Jibashi se tut alors et n'osa plus intervenir avant la fin du vol. Au bout de vingt longues heures et d'une escale à Tairopototo, après que Awara Kouyouri ait préalablement pris une partie du temps de vol pour travailler sur des documents importants avant la réunion ainsi qu'une autre partie pour se reposer et de se détendre, l'avion s'approcha de l'aéroport international de Karaimu. Alarmée, la Gran Man se leva de son siège pour jeter un œil par le hublot. Bien que consciente de l'importance de la capitale burujoise, cela ne l'empêcha pas de se montrer impressionnée par la vue de la ville depuis le ciel. Au moment de l'atterrissage, elle serra les accoudoirs de son siège en anticipant le choc des roues de l'appareil sur le sol. Elle sentit une secousse légère, puis l'avion ralentit progressivement jusqu'à s'arrêter complètement sur le tarmac de l'aéroport. Elle défit alors sa ceinture de sécurité et se leva de son siège pour se préparer à sortir de l'avion. Elle s'étira un peu pour détendre ses muscles et prit son sac à main posé sur le siège voisin.
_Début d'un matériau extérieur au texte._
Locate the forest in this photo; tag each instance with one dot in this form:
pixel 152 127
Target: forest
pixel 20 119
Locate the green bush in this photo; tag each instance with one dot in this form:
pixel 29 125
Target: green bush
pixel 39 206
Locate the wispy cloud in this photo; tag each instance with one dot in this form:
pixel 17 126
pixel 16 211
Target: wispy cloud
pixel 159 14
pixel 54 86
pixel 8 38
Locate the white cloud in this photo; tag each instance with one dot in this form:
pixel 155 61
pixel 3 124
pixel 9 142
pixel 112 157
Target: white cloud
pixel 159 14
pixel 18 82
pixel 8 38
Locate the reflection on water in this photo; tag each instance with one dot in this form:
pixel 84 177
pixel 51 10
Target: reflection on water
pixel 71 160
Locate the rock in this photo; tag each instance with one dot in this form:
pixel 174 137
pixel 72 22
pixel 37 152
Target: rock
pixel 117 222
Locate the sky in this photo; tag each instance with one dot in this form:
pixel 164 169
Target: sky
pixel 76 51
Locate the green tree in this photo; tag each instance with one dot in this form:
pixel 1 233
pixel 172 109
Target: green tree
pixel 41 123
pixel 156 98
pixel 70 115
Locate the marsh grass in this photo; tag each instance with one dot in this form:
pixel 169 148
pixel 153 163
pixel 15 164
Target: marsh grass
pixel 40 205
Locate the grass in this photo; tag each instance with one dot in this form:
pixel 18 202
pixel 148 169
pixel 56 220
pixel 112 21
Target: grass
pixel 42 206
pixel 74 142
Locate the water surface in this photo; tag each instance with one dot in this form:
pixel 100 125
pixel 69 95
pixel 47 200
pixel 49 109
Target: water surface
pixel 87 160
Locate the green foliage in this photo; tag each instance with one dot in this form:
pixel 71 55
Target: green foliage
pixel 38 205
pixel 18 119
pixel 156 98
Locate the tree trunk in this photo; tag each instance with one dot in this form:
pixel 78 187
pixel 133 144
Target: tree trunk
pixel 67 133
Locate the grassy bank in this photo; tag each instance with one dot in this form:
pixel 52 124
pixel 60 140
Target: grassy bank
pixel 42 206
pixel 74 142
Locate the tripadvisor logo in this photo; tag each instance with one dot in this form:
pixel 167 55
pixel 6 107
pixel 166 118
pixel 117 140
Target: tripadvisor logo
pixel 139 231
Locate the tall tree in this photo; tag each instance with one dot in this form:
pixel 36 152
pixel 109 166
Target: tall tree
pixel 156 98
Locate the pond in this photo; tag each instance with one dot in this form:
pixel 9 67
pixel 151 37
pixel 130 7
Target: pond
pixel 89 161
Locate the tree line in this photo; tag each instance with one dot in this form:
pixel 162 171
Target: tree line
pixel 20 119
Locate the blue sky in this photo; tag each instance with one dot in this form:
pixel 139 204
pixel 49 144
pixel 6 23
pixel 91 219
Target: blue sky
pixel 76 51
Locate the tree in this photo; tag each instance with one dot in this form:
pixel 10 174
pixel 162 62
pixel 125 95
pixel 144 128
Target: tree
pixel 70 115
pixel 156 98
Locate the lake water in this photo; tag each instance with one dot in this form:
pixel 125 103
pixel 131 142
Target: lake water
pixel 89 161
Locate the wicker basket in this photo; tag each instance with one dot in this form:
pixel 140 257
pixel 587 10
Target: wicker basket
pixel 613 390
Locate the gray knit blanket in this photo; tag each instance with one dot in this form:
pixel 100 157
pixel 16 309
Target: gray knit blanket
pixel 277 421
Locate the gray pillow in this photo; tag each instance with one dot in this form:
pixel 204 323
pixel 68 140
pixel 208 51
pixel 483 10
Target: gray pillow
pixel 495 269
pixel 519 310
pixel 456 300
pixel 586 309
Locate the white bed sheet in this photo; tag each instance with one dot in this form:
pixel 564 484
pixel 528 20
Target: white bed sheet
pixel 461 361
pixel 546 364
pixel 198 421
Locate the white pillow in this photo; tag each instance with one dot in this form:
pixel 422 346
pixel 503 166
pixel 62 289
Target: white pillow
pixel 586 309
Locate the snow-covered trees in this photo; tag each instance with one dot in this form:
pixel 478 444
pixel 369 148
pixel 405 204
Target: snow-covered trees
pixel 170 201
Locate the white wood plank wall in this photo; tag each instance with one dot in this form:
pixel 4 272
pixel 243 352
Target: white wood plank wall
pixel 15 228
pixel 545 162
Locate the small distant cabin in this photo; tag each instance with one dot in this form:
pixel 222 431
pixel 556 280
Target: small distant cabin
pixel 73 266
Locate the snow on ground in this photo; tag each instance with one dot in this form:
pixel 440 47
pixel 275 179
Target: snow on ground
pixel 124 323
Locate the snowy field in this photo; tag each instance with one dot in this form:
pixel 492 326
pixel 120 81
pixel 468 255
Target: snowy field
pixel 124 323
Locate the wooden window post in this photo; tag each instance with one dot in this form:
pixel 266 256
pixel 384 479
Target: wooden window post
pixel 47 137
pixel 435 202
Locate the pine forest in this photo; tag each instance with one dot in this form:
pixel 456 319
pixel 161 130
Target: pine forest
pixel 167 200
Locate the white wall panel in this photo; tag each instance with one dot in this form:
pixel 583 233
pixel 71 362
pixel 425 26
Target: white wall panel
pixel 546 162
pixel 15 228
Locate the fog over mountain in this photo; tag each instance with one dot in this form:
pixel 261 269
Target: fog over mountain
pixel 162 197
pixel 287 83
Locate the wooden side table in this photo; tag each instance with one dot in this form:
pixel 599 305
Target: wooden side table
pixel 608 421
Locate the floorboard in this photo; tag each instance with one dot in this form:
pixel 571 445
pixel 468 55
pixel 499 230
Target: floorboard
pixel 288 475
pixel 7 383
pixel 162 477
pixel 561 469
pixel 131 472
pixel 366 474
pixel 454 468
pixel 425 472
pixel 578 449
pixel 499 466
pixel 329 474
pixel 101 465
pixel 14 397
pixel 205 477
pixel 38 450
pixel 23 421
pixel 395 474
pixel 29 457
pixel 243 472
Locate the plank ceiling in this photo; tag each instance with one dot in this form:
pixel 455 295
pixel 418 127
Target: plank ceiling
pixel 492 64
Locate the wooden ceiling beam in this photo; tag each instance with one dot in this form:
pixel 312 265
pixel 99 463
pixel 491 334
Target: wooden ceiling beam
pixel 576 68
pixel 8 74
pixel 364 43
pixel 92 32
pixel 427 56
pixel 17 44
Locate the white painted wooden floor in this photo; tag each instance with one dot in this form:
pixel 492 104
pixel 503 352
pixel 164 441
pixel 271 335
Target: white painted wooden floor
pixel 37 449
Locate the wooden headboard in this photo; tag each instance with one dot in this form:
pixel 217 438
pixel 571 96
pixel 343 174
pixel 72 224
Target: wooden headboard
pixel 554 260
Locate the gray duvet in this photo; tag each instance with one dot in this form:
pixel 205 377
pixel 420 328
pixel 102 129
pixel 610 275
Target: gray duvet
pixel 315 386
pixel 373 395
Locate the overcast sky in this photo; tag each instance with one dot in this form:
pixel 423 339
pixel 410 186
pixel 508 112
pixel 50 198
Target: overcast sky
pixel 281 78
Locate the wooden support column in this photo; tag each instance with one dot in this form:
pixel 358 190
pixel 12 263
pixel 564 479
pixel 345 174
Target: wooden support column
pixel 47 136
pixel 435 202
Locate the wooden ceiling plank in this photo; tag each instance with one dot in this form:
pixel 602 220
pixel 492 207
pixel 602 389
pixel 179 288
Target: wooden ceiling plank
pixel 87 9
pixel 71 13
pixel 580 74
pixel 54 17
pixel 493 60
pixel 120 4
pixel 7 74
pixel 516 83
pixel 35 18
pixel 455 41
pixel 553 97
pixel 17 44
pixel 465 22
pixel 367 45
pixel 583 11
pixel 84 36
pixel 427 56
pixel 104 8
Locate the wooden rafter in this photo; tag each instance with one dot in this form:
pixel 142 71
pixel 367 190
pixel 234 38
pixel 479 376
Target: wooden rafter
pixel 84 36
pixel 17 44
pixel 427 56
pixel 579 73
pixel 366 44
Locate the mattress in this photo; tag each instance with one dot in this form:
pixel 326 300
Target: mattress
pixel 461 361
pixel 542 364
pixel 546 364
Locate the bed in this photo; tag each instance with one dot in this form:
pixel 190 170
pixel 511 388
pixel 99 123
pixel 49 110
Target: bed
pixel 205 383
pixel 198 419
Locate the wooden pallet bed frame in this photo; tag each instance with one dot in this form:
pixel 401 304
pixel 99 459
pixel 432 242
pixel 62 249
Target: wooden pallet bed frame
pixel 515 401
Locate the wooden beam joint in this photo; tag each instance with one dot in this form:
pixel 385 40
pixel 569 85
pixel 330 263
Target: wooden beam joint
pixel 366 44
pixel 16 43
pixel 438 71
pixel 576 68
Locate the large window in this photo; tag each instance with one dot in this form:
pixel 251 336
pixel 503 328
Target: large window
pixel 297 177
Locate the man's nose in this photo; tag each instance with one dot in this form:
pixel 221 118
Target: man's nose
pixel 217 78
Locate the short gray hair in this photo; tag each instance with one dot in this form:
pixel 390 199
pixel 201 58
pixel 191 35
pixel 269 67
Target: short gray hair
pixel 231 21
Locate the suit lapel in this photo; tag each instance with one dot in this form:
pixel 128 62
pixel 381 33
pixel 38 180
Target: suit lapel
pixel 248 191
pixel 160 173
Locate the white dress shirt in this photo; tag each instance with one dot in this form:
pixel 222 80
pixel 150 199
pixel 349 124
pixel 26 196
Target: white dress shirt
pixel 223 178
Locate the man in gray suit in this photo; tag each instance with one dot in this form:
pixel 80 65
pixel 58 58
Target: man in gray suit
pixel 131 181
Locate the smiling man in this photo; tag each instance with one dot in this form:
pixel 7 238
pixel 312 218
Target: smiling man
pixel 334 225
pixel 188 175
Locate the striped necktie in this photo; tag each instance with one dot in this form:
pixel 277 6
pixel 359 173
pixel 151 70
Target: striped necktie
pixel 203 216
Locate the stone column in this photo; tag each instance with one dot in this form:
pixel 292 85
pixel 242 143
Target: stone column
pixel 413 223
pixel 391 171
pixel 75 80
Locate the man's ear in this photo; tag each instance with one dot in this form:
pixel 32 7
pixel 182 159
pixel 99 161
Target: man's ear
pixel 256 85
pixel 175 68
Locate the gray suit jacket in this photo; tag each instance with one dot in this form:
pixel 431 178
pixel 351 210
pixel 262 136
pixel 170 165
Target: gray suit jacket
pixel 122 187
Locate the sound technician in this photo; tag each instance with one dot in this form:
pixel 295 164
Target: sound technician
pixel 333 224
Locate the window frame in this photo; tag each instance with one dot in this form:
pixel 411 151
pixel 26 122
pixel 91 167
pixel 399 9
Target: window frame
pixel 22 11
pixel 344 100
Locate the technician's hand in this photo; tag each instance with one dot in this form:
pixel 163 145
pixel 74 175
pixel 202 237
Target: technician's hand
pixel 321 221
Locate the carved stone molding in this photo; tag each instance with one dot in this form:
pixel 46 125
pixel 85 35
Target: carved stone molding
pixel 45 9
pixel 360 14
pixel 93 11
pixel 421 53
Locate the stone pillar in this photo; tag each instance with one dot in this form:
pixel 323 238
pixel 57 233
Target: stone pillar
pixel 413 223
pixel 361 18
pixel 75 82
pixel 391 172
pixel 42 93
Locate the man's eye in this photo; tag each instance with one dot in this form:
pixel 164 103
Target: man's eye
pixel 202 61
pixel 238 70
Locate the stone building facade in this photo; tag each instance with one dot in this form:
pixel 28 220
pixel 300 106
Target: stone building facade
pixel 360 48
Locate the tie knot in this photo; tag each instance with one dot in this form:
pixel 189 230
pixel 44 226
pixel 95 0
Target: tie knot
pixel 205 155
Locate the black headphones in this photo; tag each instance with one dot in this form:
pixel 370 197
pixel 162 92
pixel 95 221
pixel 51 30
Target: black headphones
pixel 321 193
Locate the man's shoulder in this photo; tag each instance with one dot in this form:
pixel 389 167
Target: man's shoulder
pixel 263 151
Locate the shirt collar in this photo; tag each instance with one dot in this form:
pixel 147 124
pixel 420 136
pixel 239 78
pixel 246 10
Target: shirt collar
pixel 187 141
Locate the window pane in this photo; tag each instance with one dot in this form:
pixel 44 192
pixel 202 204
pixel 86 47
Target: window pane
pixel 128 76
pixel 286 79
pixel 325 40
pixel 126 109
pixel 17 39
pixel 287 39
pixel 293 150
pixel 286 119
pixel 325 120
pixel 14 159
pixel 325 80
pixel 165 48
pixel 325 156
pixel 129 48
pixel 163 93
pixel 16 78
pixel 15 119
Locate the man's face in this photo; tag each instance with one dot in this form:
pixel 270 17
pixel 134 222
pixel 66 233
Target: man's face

Awara vérifia rapidement son apparence, ajustant son tailleur et sa coiffure, et se dirigea vers la porte de l'avion. Lorsque celle-ci s'ouvrit, elle descendit lentement les marches, le regard concentré vers le point d'arrivée afin d'éviter tout faux pas, accompagnée de ses conseillers et des membres de sa délégation. Elle s'arrêta au bas des escaliers de l'avion, prenant une grande inspiration avant de redresser la tête et de se diriger vers la délégation burujoise qui l'attendait à quelques mètres de là.